2025.01.17 2025年世界の半導体工場建設プロジェクト
25年に着工する半導体工場(地域別)
急速なデジタル化の波が押し寄せる大容量データ時代では半導体需要が急速に押し上げられている。一方で世界の地政学的緊張の高まりは半導体メーカーにとってもグローバルで確固たるサプライチェーンの構築が必要になってくる。
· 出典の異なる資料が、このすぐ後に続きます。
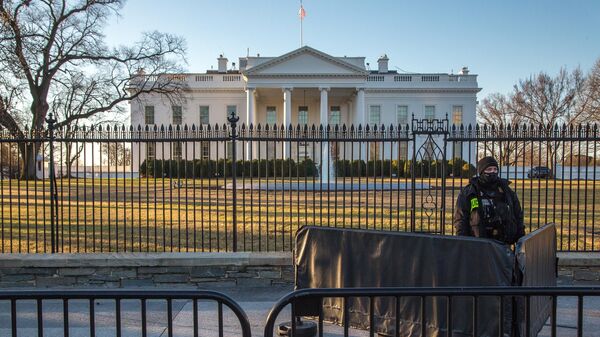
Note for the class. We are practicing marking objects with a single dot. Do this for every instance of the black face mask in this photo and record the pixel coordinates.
(489, 178)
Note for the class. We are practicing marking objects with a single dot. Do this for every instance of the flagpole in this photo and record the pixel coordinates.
(301, 27)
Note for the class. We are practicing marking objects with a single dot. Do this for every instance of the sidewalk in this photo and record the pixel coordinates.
(256, 302)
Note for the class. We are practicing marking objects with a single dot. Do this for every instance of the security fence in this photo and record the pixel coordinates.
(121, 313)
(459, 311)
(249, 188)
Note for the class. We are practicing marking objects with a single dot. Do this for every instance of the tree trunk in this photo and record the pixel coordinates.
(28, 153)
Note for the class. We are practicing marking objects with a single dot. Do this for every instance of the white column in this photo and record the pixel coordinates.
(326, 167)
(250, 119)
(360, 107)
(287, 118)
(324, 120)
(361, 117)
こうした環境の中、グローバル展開する半導体メーカーは2025年以降、工場の新設や増強により、ウエハー生産増強に取り組んでいる。半導体製造装置・材料メーカーで組織するグローバル団体SEMIによると、25年には世界で半導体18工場が建設予定および建設中という。このうち米国と日本でそれぞれ4つの建設プロジェクトが進行、中国、欧州、中東、台湾、韓国、東南アジアでも建設プロジェクトが予定されている。SEMIはまた、25年の半導体生産能力は、月産3360万枚(200ミリウエハー換算)になると予測。高性能コンピューター(HPC)におけるロジック技術の高度化と拡大する生成AI(人工知能)利用によるもの、と分析する。これまでに主な半導体各社が公表している今後の工場計画は次の通り。
世界各地で新工場建設プロジェクトが進む
中国・上海の華虹半導体は前工程のウエハーのみを生産するファウンドリー企業。12インチウエハー子会社の華虹製造が現在工場を建築中だ。華虹半導体は上海の金橋地区と張江地区で8インチウエハー3工場を操業中という。
米インテルは200億ドルを投じて米オハイオ州ニューオールバニに建設中の300ミリウエハー工場がまもなく生産開始予定。2つのチップ工場があるニューオールバニ工場群は25年の生産開始を予定していたが、最近の同社の発表によると建築工事の遅れが要因となり26年操業にずれ込みそうだという。
米マイクロン・テクノロジーでは150億ドルを投資するアイダホ州ボイシの2つの工場は、25年生産開始の予定。ボイシでの投資は、今後20年で1200億ドルを投資する計画の一環。「米国業界有数のメモリー工場誕生が夢」という同社の期待は大きい。
サムスン電子は22年に国内京畿道南部の平沢(ピョンテク)市の工場拡張計画を発表、今年6月量産開始の予定だった。しかし調査会社トレンドフォースが昨年8月、第6世代DRAM需要の減少により拡張工事が遅れていると報道、当初計画は遅れそうだ。
台湾のTSMCは米アリゾナ州に2工場を建設中。当初の120億ドルから400億ドルへ、投資額は3倍以上に膨れ上がり、第1ファブは24年、第2ファブは26年完成予定で進行中だった。しかし、第1ファブは25年中の操業開始にずれ込んでいる。両工場が稼働すればウエハー換算で年間60万枚の生産能力になるという。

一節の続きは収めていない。